Learning to Explore and Select for Coverage-Conditioned Retrieval-Augmented Generation

Takyoung Kim^1,, Kyungjae Lee², Young Rok Jang², Ji Yong Cho^2,3, Gangwoo Kim^4,, Minseok Cho², Moontae Lee^2,5
_{¹University of Illinois Urbana-Champaign, ²LG AI Research, ³Cornell University, ⁴Korea University, ⁵University of Illinois Chicago}
_{^*Work done as a research intern at LG AI Research}

Abstract

Interactions with billion-scale large language models typically yield long-form responses due to their extensive parametric capacities, along with retrieval-augmented features. While detailed responses provide insightful viewpoint of a specific subject, they frequently generate redundant and less engaging content that does not meet user interests. In this work, we focus on the role of query outlining (i.e., selected sequence of queries) in scenarios that users request a specific range of information, namely coverage-conditioned ($C^2$) scenarios.
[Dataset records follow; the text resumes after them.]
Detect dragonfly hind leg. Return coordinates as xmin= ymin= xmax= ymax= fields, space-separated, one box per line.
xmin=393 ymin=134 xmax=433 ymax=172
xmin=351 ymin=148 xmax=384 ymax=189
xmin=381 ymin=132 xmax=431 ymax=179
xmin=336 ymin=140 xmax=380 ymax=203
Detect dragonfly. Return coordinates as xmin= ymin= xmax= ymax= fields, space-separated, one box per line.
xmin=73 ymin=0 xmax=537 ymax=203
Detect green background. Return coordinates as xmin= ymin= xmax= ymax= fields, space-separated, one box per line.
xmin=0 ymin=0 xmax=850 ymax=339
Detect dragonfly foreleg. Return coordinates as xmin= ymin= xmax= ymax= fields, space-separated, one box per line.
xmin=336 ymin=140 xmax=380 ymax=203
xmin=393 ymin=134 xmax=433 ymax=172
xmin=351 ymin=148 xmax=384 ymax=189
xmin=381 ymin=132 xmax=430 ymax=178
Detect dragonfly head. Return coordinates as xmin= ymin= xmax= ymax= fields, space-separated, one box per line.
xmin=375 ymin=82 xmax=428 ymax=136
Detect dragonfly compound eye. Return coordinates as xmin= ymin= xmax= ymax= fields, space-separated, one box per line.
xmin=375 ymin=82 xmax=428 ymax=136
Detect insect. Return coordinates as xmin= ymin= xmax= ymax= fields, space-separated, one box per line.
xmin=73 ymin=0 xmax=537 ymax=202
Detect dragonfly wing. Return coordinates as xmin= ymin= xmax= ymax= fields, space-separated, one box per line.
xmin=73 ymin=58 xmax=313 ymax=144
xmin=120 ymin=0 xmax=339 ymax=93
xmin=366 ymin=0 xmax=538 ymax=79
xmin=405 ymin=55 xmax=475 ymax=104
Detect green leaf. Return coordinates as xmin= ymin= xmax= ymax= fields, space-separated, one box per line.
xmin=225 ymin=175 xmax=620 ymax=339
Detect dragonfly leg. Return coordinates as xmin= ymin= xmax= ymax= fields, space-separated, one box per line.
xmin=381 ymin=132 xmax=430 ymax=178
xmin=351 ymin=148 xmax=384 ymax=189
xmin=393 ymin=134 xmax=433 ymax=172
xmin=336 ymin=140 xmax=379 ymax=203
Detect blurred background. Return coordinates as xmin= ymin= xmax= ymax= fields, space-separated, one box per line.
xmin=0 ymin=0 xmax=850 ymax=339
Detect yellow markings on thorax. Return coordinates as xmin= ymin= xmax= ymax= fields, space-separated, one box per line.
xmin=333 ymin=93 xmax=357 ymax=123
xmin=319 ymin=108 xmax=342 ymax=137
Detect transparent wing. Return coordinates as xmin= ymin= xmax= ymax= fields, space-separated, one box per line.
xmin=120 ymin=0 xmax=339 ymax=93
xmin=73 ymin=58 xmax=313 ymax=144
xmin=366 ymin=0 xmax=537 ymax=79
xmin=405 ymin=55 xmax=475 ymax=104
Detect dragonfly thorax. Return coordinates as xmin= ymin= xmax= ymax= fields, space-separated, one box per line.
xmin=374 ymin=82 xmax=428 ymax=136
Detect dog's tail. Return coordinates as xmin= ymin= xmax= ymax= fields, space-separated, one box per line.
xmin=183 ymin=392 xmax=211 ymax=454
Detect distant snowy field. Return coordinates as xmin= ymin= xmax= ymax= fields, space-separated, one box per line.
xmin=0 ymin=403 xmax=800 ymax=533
For simulating $C^2$ scenarios, we construct QTree, 10K sets of information-seeking queries decomposed with various perspectives on certain topics. By utilizing QTree, we train QPlanner, a 7B language model generating customized query outlines that follow coverage-conditioned queries. We analyze the effectiveness of generated outlines through automatic and human evaluation, targeting on retrieval-augmented generation (RAG). Moreover, the experimental results demonstrate that QPlanner with alignment training can further provide outlines satisfying diverse user interests.

Resource (QTree)

Train set

# of dataset: 10,580 [LINK]
- Note: There are three more samples than those specified in the paper.
Configuration
- question: Base query ($q_{base}$)
- instruction: Coverage query ($q_{cov}$)
- background: Background query
- intention: Intent operation (include/exclude)
- tree: QTree (a hierarchical set of queries)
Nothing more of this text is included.